Anyway, in MS Word...Developer....Tools...Digital Signature....
when I choose "Sign as" and Choose button, I get the "No usable signing certificates are available"
Anybody have any ideas? I've googled all over and all day.. Does the "Certificate intended purpose" have anything to do with it not being available?
thank you so much for reading.
H, a little additional information which only deepens this.

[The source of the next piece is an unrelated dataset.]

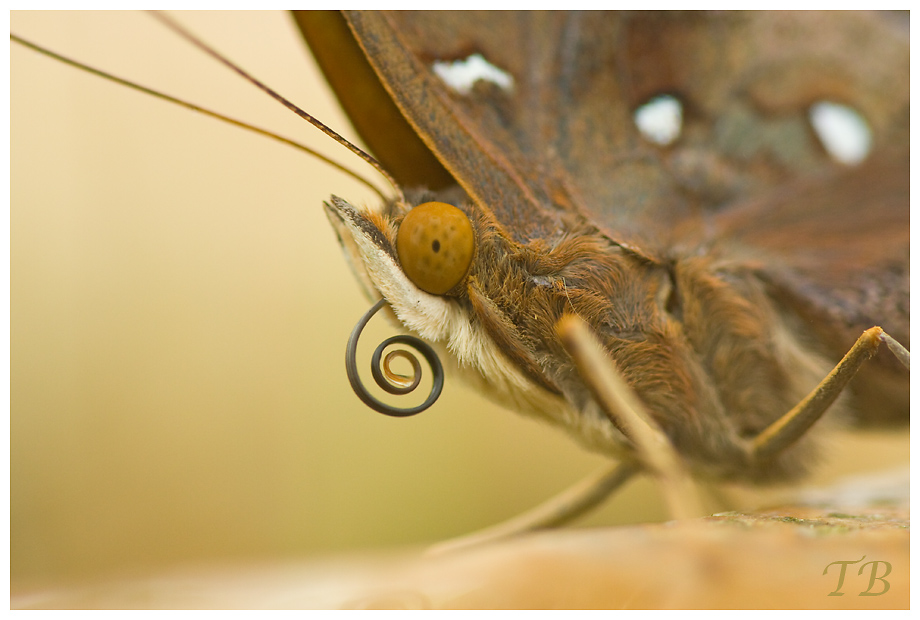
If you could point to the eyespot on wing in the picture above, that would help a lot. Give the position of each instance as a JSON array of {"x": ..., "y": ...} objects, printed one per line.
[{"x": 435, "y": 244}]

I looked into the Intended Purposes of the PFX Cert file a little more.
1) When I click "VIEW" on the Certificate (via edge://settings/privacy)...scroll to Enhanced Key Usage..., I see only Server Authentication.
However, if I click Edit Properties on any field in the list...the Certificate Properties is set to "Enable all purposes...."

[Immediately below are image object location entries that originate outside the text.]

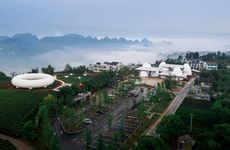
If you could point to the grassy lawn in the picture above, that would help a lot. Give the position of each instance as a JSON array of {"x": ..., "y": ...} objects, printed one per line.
[
  {"x": 16, "y": 107},
  {"x": 200, "y": 110}
]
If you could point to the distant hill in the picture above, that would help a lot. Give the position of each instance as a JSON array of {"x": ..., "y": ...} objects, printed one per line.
[{"x": 24, "y": 44}]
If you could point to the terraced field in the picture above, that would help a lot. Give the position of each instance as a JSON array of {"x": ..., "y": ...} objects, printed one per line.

2) If I go back to the list of Personal Certificates (via edge://settings/privacy), and click the ADVANCED button, I see Code Signing checked, but only Server Authentication shows above....
3) So not sure why the discrepancy and how to get the enabled Code Signing and Time Stamping, as they are checked in the second image, into the Enhanced Key Usage property (where only Server Authentication is listed). Thank you so much for reading and for your consideration.
Please check certificate intended purpose:
- Opening the certificate in the Certificates MMC (certmgr.msc)
- Navigating to the Details tab
- Looking for the Enhanced Key Usage field. It should list Code Signing
- Hi Kidd_Ip, thank you so much. Yeah, I had checked crtmgr.msc and it says Server Authentication. i was just reading how TLS certs are different than code signing certs but found it strange in the second screenshot above how "Code Signing" and "Time Stamping" are selected among Certificate Purposes. Yet they don't show up in Intended Purposes. I wonder if Windows is able to read something inside the PFX structure to tell it that the cert is only a "Server Authentication" cert.